Sans Border Wall Funding, Trump Sends Troops to String Razor Wire

[Content Note: Nativism; violence.]

Since mean old Nancy Pelosi won't give Donald Trump billions of taxpayer dollars to build his border wall, he's preparing to deploy more troops to the southern border to string concertina wire — otherwise known as barbed wire or razor wire, because of the sharp spikes which adorn it.

Courtney Kube and Julia Ainsley at NBC News report:
The Department of Homeland Security has requested more U.S. troops to be deployed at the border to add 160 miles of concertina wire on top of existing border fencing, according to three U.S. officials.

If approved by Acting Secretary of Defense Patrick Shanahan, the addition of troops to enhance the fencing could extend the military's current deployment at the border until the end of September, based on the rate of construction, according to two officials. The military mission, which began two months ago, was set to end on Jan. 31.

The fencing that is to be reinforced with concertina wire is not new. The troops currently deployed at the border have already added concertina wire at ports of entry in Arizona, Texas, and California.
This is one of those items that won't get a whole lot of attention. People will read the headline and not think a whole lot about it; maybe make a joke about Trump's big, tall, beautiful wall being a fence.

But this is an act of nativist violence. And many of us don't think about it that way because we don't give much thought to concertina wire, the damage it does to bodies, or its ugly history.

In November, Rebecca Onion wrote a good piece at Slate on the "long, troubling legacy" of concertina wire in the United States, and the harm it has done to ranched animals, as well as the many ways it has been used — and sometimes explicitly marketed — to enforce white supremacist and/or classist divisions.

And we don't have to travel back to the Wild West, or limit ourselves to the States, to understand the harm that concertina wire does to migrants desperately seeking refuge. In a 2013 piece for the Guardian, Paul Hamilos detailed the concerns of human rights activists regarding the inhumane practice of using concertina wire along borders:
The fence that divides Morocco from Melilla has become a focal point for immigration from sub-Saharan Africa. ...In the past decade, many have died in their attempts to cross but human rights groups say there is little information as to the exact number of deaths and serious injuries.

Juan López de Uralde of the Green group Equo condemned the decision to bring back the wire. "It's just criminal, because it won't stop people trying to cross the fence. The only thing it will achieves is to cause horrific injuries. On a recent visit to the temporary migrant centre in Melilla I spoke to people who said that when these blades were used before they had to treat people with serious injuries. It is inhumane to do this."

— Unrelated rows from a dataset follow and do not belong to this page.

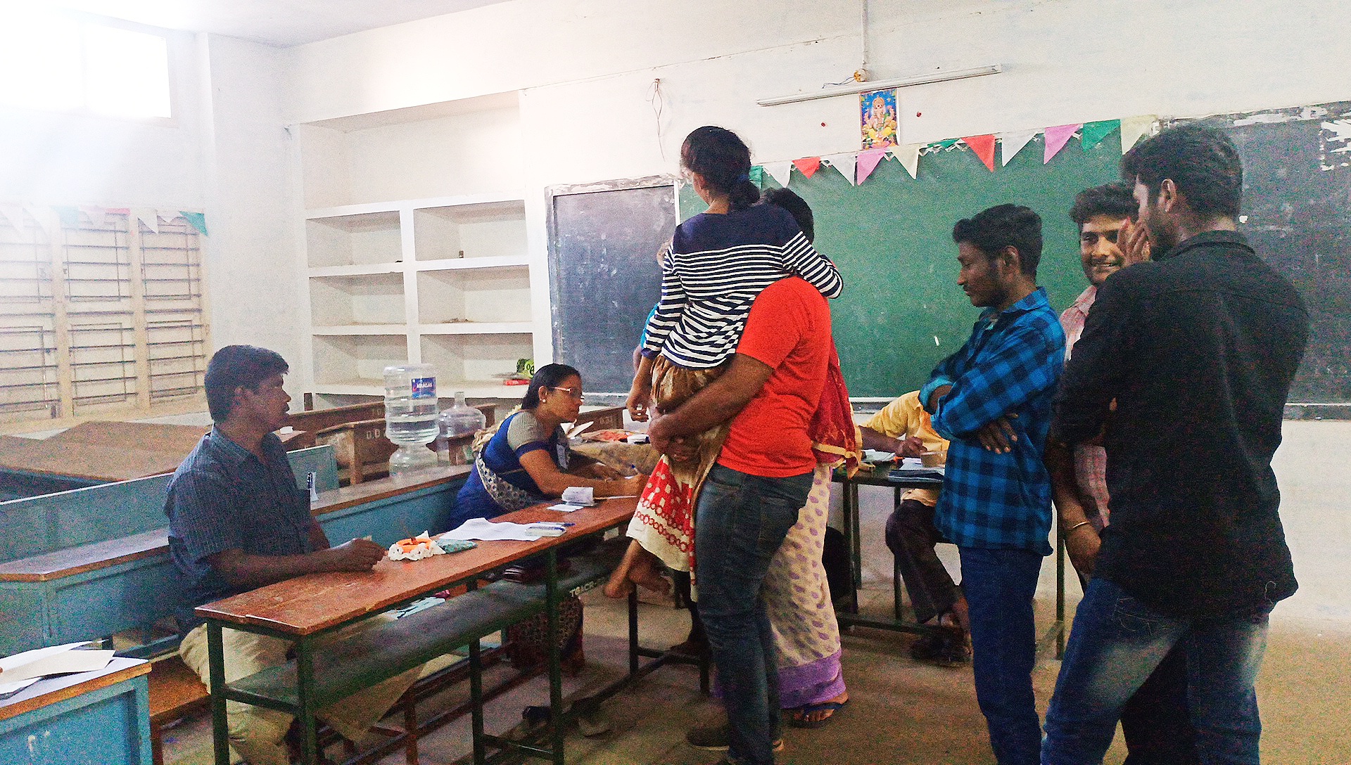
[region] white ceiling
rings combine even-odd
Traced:
[[[505,0],[46,0],[169,30],[289,47]],[[39,0],[43,3],[43,0]]]

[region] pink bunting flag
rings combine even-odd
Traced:
[[[867,151],[858,152],[858,166],[854,171],[858,175],[859,183],[867,181],[867,177],[873,174],[873,170],[877,170],[877,166],[882,162],[884,157],[886,157],[885,146],[882,148],[869,148]]]
[[[821,169],[821,158],[820,157],[807,157],[807,158],[802,158],[802,159],[794,159],[793,161],[793,167],[797,167],[798,173],[801,173],[802,175],[811,178],[812,175],[816,174],[817,170]]]
[[[981,158],[981,162],[989,169],[990,173],[994,171],[994,134],[990,135],[967,135],[962,136],[966,146],[971,147],[971,151]]]
[[[1074,123],[1073,125],[1055,125],[1046,128],[1046,151],[1042,154],[1042,165],[1051,161],[1052,157],[1065,148],[1065,144],[1070,142],[1070,136],[1074,131],[1084,127],[1084,123]]]

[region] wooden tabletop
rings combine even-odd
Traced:
[[[634,514],[634,498],[603,499],[594,507],[574,513],[549,510],[547,505],[527,507],[493,518],[531,523],[563,521],[573,523],[561,537],[534,541],[481,541],[471,550],[417,561],[381,560],[370,572],[311,573],[261,587],[251,592],[199,606],[196,614],[227,625],[255,625],[293,635],[357,621],[374,611],[435,592],[451,583],[515,560],[571,542],[588,534],[623,523]]]
[[[469,465],[434,467],[332,491],[320,491],[319,499],[311,503],[311,513],[322,515],[354,505],[430,488],[455,480],[473,468]],[[0,582],[49,582],[168,552],[169,530],[154,529],[130,537],[3,563],[0,564]]]
[[[150,662],[143,658],[113,658],[108,667],[96,672],[77,672],[38,680],[14,696],[0,700],[0,720],[16,718],[24,712],[41,710],[99,688],[107,688],[147,672],[150,672]]]

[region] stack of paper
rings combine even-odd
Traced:
[[[18,693],[49,675],[95,672],[112,661],[111,650],[74,650],[86,642],[35,648],[0,658],[0,696]]]

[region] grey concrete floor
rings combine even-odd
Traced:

By the time migrants have reached the border between Morocco and Melilla, many will have travelled for years across north and sub-Saharan Africa's towns and deserts and are unlikely to be deterred in their efforts to reach Europe, even by the use of razor blades at the fence.
People are going to get hurt on the hundreds of miles of concertina wire that Trump is instructing the military to install at the southern border. That, of course, is the objective, because malice is the agenda.

We need to understand the grim, violent reality of concertina wire, and we need to make noise about its installation. This isn't neutral. It's designed to do harm to people who are seeking safety.